A série de artigos do jornalista Luís Nassif, intitulado "O programa que mudou o Brasil", publicada neste jornal, referindo-se principalmente à integração competitiva, mas também a outros aspectos da renovação conceitual em torno da política industrial brasileira, leva-me a recordar o importante período que vivi à frente do BNDES (Banco Nacional de Desenvolvimento Econômico e Social).
De fato, assumindo a presidência do BNDES, em janeiro de 1987 e lá permanecendo até outubro de 1989, participei intensamente não apenas das formulações acadêmicas a respeito do assunto mas, sobretudo, dos primeiros debates necessários a uma mais completa elaboração conceitual e uma consequente e eficaz programação operacional.
As políticas operacionais do BNDES, até outubro de 87, ainda refletiam, em sua grande parte, a bem sucedida política de substituição de importações da década de 70.
Bem sucedida porque adequada a seu tempo, quando havia recursos financeiros internacionais abundantes à disposição do desenvolvimento brasileiro.
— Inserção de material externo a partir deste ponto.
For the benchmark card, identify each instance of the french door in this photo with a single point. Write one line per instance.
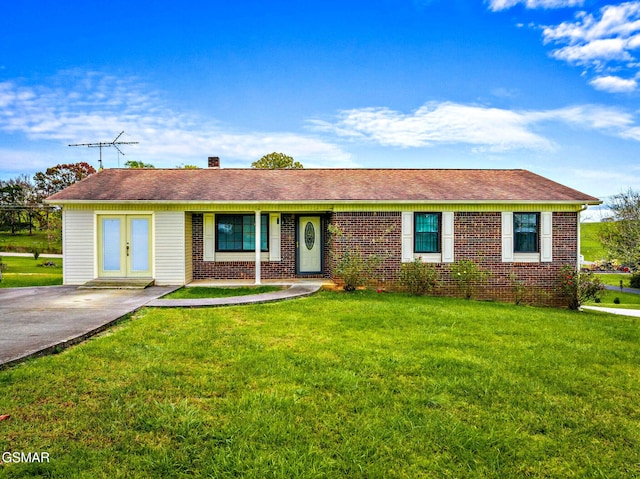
(124, 246)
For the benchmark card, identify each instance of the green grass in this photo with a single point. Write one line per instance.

O mundo, praticamente como um todo, tratava de reciclar petrodólares e considerava cada uma das nações como se fosse uma ilha.
A integração competitiva –expressão cunhada em conversas informais dentro do BNDES– foi por mim estimulada e debatida, sobretudo pela liderança –como bem disse Luís Nassif– do economista Júlio Mourão que, com sua equipe, entendeu claramente não apenas que a substituição de importações estava cumprida nos seus objetivos (já que praticamente nada mais seria necessário importar no Brasil de 1987), como impraticável pela existência de novos princípios na política industrial mundial e de novas vertentes no horizonte internacional.
Essas vertentes indicavam inexistência de recursos financeiros, subida de juros e o aparecimento de novidades, em termos de competitividade, complementariedade e de deslocamento do eixo da velha Europa e dos Estados Unidos para os então aparecidos como potências, os Tigres Asiáticos.
O que se formulou no BNDES, em 87, não foi exatamente uma política de integração competitiva. Foi todo um plano estratégico para a política industrial brasileira que, sob o nome de "Cenários da Economia Brasileira para o ano 2000", preconizava uma revisão do papel do Estado, em primeiro lugar –no qual se encaixava magnificamente o processo de privatização–, e uma nova postura face a velhos preconceitos que ainda dominavam o país. Um deles era toda a dificuldade de entendimento do papel do Brasil face às outras nações.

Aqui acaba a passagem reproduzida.